Günlük hayatta müziğe çok düşkün olmasam da izlediğim yapımlarda bol müzik olması, müzik konusunun işlenmesi hep hoşuma giderdi. Bu filmin de müzikal olduğunu ve güzel bir aşk hikayesini anlattığı yorumlarını görünce hemen izleme listemin başlarına çektim.

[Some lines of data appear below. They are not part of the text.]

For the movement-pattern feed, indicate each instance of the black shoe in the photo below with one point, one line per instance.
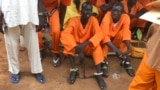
(101, 82)
(39, 77)
(15, 78)
(126, 64)
(104, 67)
(57, 61)
(72, 77)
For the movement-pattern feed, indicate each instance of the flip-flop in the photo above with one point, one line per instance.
(39, 77)
(101, 82)
(15, 78)
(72, 77)
(130, 71)
(127, 66)
(104, 67)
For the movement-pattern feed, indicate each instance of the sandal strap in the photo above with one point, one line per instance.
(73, 69)
(128, 67)
(56, 60)
(96, 74)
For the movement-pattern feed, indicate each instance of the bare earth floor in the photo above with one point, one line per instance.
(56, 78)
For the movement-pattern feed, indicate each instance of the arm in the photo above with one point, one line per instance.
(114, 48)
(127, 42)
(1, 22)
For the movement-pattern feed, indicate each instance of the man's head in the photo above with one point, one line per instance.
(131, 2)
(117, 11)
(86, 11)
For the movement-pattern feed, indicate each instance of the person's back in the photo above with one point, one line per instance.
(21, 17)
(18, 12)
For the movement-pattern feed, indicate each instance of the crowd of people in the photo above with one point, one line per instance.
(83, 27)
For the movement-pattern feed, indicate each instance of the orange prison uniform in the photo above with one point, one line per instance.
(53, 23)
(135, 22)
(145, 2)
(75, 34)
(146, 78)
(99, 3)
(115, 32)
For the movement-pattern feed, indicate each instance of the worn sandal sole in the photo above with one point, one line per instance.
(15, 78)
(72, 77)
(39, 77)
(101, 82)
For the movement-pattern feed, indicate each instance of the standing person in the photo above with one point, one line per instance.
(148, 74)
(21, 17)
(135, 9)
(117, 36)
(52, 8)
(82, 36)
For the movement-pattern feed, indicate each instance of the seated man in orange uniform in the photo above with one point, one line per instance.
(82, 36)
(134, 9)
(117, 36)
(52, 7)
(148, 73)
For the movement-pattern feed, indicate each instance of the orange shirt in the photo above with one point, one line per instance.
(110, 29)
(137, 7)
(145, 2)
(50, 4)
(74, 33)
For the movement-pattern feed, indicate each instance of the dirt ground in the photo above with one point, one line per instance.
(56, 78)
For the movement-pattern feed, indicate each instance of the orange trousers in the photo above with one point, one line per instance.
(135, 22)
(146, 78)
(96, 53)
(54, 24)
(118, 42)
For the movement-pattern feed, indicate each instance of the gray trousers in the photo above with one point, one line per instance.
(31, 42)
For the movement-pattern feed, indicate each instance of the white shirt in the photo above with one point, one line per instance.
(19, 12)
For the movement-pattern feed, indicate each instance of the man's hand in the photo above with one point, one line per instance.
(79, 48)
(42, 21)
(77, 3)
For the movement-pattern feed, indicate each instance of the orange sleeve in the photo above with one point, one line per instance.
(50, 4)
(67, 36)
(124, 2)
(96, 31)
(139, 6)
(125, 27)
(66, 2)
(105, 26)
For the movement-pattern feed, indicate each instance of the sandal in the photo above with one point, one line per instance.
(56, 62)
(104, 67)
(15, 78)
(72, 77)
(101, 82)
(40, 78)
(126, 64)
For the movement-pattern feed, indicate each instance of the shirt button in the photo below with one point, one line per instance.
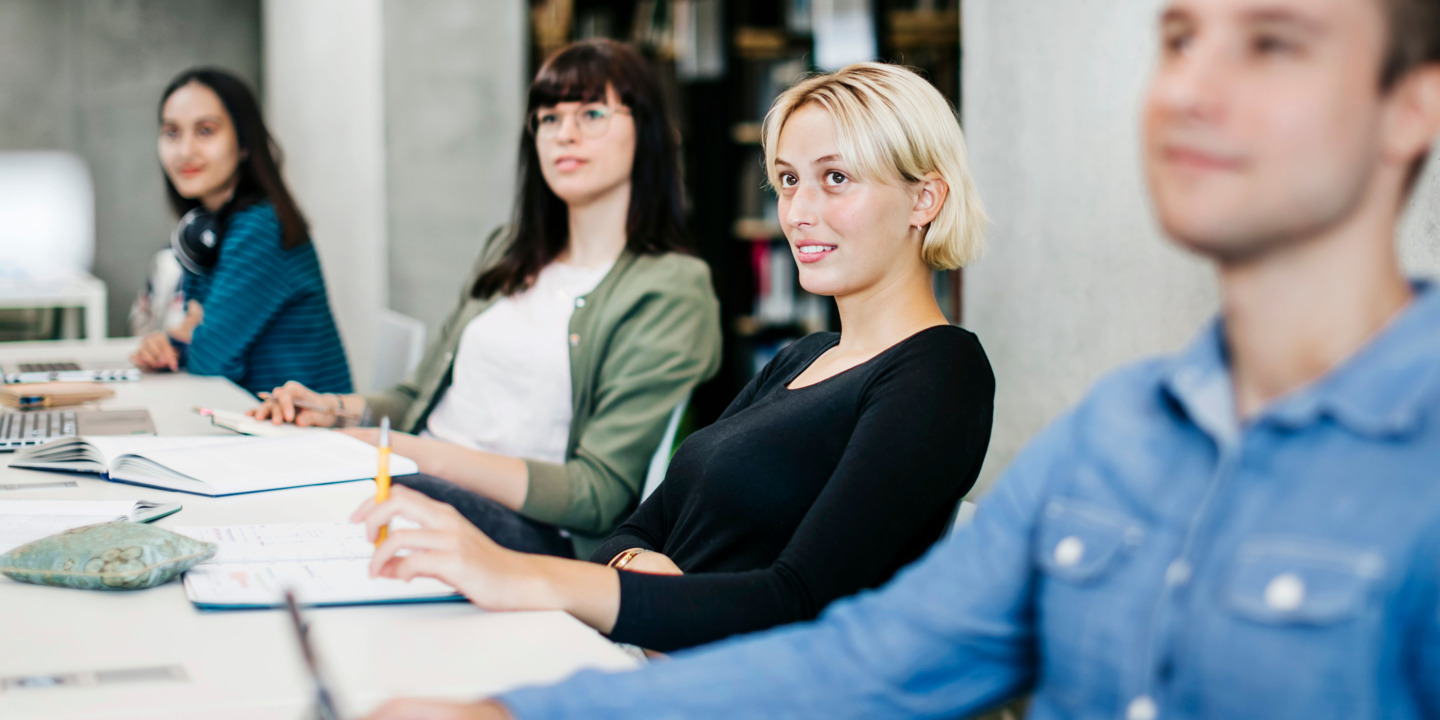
(1285, 592)
(1142, 709)
(1069, 552)
(1177, 573)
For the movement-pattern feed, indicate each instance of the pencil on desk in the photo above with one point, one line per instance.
(382, 477)
(350, 415)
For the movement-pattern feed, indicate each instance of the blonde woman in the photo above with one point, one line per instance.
(843, 460)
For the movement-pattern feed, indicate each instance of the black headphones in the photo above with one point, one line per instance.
(196, 241)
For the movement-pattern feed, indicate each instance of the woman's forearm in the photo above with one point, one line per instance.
(496, 477)
(588, 591)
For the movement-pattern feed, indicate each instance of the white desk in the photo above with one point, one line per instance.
(246, 664)
(69, 293)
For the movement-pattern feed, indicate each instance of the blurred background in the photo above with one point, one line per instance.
(401, 118)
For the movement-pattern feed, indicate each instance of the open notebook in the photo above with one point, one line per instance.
(28, 520)
(326, 563)
(215, 465)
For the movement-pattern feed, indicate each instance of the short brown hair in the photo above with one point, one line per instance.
(1414, 38)
(1414, 41)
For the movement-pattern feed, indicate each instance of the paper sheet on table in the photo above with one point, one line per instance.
(28, 520)
(326, 563)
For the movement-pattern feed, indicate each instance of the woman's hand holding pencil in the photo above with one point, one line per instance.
(306, 408)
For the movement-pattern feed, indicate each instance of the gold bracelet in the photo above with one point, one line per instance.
(621, 560)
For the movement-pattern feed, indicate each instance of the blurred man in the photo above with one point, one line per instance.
(1250, 529)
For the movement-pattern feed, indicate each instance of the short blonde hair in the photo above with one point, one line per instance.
(894, 126)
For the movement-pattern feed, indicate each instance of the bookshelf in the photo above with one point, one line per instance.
(722, 64)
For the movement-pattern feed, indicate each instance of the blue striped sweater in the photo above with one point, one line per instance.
(267, 316)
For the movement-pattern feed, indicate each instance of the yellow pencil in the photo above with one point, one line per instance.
(382, 477)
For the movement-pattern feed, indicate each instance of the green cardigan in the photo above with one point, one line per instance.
(640, 343)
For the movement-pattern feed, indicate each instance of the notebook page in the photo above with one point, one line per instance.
(316, 582)
(254, 464)
(284, 542)
(66, 507)
(111, 447)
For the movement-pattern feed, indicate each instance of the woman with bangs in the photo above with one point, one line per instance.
(843, 460)
(579, 330)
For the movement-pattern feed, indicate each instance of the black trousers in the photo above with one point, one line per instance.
(504, 526)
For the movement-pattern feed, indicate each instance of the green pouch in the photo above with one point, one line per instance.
(107, 556)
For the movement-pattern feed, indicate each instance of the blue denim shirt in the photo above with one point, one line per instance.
(1145, 558)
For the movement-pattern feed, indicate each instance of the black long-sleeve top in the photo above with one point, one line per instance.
(794, 498)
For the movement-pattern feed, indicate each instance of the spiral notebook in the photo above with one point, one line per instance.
(215, 464)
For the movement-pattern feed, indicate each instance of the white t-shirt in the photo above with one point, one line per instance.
(510, 393)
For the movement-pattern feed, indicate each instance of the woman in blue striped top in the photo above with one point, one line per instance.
(257, 306)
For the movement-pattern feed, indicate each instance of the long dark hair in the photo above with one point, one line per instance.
(259, 169)
(655, 223)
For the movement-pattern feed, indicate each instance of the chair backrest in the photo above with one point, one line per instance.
(398, 347)
(660, 462)
(46, 215)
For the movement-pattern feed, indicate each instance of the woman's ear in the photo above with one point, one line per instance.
(928, 202)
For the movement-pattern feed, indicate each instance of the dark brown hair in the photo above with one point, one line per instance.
(581, 72)
(1414, 41)
(259, 169)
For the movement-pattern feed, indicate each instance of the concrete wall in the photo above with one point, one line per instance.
(455, 82)
(1079, 278)
(324, 102)
(87, 77)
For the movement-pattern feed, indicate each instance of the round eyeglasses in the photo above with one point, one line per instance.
(592, 120)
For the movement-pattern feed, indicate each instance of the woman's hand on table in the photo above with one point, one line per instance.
(450, 549)
(409, 709)
(653, 563)
(156, 353)
(284, 405)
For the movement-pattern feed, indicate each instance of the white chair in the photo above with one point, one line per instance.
(46, 213)
(660, 462)
(964, 513)
(48, 238)
(398, 347)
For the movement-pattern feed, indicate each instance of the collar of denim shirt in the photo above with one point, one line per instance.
(1377, 392)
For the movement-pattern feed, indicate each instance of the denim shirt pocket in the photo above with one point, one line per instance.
(1293, 581)
(1079, 542)
(1080, 550)
(1308, 606)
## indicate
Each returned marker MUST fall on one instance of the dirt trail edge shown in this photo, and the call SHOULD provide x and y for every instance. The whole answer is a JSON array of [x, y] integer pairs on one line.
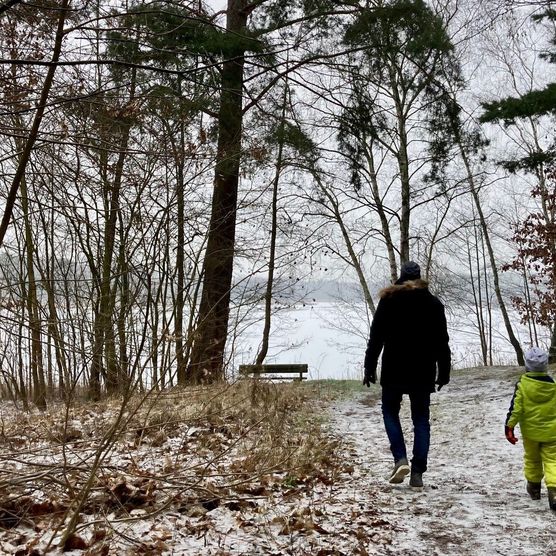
[[474, 500]]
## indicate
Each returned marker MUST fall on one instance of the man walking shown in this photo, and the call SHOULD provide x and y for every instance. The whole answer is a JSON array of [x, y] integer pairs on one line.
[[410, 326]]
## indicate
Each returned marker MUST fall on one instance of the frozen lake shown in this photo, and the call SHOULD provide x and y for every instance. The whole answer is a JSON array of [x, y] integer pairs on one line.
[[331, 338]]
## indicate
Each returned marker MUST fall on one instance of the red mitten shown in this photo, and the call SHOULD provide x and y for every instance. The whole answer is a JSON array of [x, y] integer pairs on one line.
[[510, 436]]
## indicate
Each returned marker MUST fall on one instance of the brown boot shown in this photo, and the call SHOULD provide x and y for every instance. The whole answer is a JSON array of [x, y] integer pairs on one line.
[[552, 497], [534, 490]]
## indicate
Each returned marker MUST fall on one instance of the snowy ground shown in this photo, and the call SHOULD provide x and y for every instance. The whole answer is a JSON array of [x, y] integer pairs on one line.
[[474, 501]]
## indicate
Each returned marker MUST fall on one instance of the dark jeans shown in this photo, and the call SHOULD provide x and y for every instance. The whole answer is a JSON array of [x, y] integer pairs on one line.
[[420, 403]]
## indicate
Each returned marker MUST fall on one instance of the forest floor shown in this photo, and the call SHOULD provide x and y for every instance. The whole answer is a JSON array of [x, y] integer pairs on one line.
[[163, 491]]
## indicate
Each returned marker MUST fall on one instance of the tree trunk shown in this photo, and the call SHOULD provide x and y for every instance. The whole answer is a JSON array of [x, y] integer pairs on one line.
[[471, 180], [36, 359], [207, 356], [37, 120]]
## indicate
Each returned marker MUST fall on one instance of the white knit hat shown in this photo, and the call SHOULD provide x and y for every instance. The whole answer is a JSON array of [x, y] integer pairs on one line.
[[536, 359]]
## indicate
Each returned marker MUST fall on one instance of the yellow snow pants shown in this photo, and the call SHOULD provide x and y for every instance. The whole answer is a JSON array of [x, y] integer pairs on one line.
[[539, 460]]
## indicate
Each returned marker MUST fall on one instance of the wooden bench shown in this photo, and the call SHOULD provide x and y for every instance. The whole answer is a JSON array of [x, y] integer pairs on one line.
[[279, 370]]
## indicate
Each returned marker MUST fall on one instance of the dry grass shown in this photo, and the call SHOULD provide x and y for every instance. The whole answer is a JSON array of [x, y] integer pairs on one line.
[[187, 450]]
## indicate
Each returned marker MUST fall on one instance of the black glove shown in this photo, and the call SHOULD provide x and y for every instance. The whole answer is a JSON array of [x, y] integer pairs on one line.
[[370, 376], [439, 385]]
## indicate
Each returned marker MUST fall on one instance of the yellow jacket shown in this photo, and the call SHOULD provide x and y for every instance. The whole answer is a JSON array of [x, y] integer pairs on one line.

Sanırım gerçek anlamda izlediğim ilk müzikal film bu oldu. İlginç ama hoş bir deneyim oldu benim için. Fazla şarkı dinlemeyen, dinlediklerini de şarkı sözlerinin anlamına göre seçen biri olarak; olayların ve duyguların şarkılarla anlatılması, şarkılar aracılığıyla hissettirilmeye çalışılması çok hoşuma gitti benim. Danslar, kıyafetler, efektler, ortam sarıp sarmaladı beni. Filmin kış ortamında geçiyor olması ise benim gibi kar ve kış aşığı biri için artı bir özellikti. Zaman zaman ağırlaşan hikaye akışına rağmen filmden hiç kopmadım. Filmde aynı hikayeye iki kez ama farklı bir şekilde bakıyoruz aslında. Birinde geçmişte yaşanmış ve yarım kalmış bir aşkı izlerken, diğerinde geçmişte kalan o aşkın kahramanlarının 10 yıl sonra tekrar karşılaşıp bir filmde birlikte rol almasıyla yeniden alevlenen aşklarını izliyoruz. Kısacası film içinde bir film daha var.
Geçmişteki anılarla, çekilen filmdeki sahnelerin birbiriyle iç içe girerek işlenmesi yer yer kafamızı karıştırır gibi oluyor. Fakat bu bağı çözebilmek adına daha dikkatlice filme odaklanıyoruz. Ayrıca geçmişle şimdiki zaman arasındaki o gidiş-geliş sayesinde karakterleri tanıyıp iç dünyalarına inebiliyoruz. Bir filmde aradığım en önemli nokta da duyguları hissedebilmek olduğundan bu durum beni oldukça memnun etti.
Oyuncular arasında çok sevdiğim oyunculardan biri olan Ji Jin Hee'nin olduğunu fark etmemiştim. İlk sahnede onu görmek hoş bir sürpriz oldu benim için. Az ama öz rolüyle yakışmıştı filme.
Çin ve Hong Kong yapımlarına uzak olduğum için diğer oyuncuları ilk kez izlemiş oldum ama hepsini de beğendim. Özellikle de esas oğlan rolündeki Takeshi Kaneshiro'ya hayran kalmamak elde değildi.
Filmin finali beklenmedik oldu benim için. Farklı bekledim ama buruk bir final oldu... Düşündükçe ise olabilecek en mantıklı sondu belki de dedirtti. Film bütünüyle etkileyici bir etki bıraktı bende. Şarkı sözleri çok hoş ve anlamlıydı. Tekrar o şarkı ve dans sahnelerini izleme isteği duyuyorum. Belki vakit bulduğum bir zaman ikinci postayı yaparım.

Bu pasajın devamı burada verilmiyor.